そんな笑えるキャラを登場させつつも、「個人の発信する情報(ブログやyoutube)がメディアになり得てしまう現代社会の危うさ」という社会風刺が全編にピリリと効いていて、まさしくロメロにしか撮れない極上の社会派ゾンビ映画に仕上がっている。ラストを締めくくるヒロインの痛烈な台詞、「私達を救う価値などあるのだろうか?」には、誰もがスッキリとしない、モヤモヤとしたものを心に残すことであろう。

もう、何ていうか、ロメロ爺さんには死ぬまでゾンビ映画を撮ってもらいたいですね。そんでもって死んだらゾンビになってほしい。ついでにフルチ爺さんも一緒に甦って、近年のクソみたいなゾンビ映画撮ってるクソみたいな映画監督を2人で食い散らかして欲しいですね!特に「ゾンビ3D」の監督とか「ゾンビ3D」の監督とか!
そういえば、近年流行の猛ダッシュゾンビに対する批判めいた台詞もありましたね。

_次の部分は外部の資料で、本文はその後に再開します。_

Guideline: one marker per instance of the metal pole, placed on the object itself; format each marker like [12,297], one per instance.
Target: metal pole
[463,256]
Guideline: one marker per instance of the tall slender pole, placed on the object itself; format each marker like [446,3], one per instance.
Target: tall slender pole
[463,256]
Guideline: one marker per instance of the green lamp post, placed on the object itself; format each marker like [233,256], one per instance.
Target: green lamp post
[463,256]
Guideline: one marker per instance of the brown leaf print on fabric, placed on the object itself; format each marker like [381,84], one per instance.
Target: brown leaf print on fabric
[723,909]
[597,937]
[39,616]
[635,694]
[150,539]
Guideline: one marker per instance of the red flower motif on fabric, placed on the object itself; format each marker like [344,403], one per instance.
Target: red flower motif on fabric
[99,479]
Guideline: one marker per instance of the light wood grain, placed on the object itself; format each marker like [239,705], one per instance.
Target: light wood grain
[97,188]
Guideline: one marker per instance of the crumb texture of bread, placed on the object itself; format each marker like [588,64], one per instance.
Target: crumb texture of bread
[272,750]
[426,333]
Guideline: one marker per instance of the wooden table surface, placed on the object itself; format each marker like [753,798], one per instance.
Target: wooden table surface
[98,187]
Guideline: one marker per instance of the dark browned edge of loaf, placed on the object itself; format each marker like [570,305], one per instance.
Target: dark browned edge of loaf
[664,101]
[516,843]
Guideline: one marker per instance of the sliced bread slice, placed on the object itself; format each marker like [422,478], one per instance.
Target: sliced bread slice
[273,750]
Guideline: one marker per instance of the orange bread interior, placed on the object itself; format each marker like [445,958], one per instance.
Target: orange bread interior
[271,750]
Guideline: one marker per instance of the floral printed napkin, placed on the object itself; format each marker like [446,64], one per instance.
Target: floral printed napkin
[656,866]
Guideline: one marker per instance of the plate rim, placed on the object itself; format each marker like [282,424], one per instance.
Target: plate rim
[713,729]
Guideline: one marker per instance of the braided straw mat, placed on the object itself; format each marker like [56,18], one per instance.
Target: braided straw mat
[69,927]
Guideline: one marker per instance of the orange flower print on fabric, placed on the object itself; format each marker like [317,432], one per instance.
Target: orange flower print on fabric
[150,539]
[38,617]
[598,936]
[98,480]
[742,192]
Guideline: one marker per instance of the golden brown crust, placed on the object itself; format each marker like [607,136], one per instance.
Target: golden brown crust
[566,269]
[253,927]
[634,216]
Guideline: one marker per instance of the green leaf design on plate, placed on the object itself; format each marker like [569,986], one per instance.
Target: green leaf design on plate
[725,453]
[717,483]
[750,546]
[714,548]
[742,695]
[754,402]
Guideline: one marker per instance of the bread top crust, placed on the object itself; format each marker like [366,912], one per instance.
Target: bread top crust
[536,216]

冒頭、彼らが撮影している自主制作のミイラ映画で、主人公がミイラ役の男の動きにダメ出しするシーン。
「何度も言ってるだろ!死体はノロいんだ。そんなに早く動いたら脚がモゲるに決まってるだろ!」
ロメロ爺さん…やっぱりリメイク版の「ドーン・オブ・ザ・デッド」「デイ・オブ・ザ・デッド」が気に入らなかったんですね。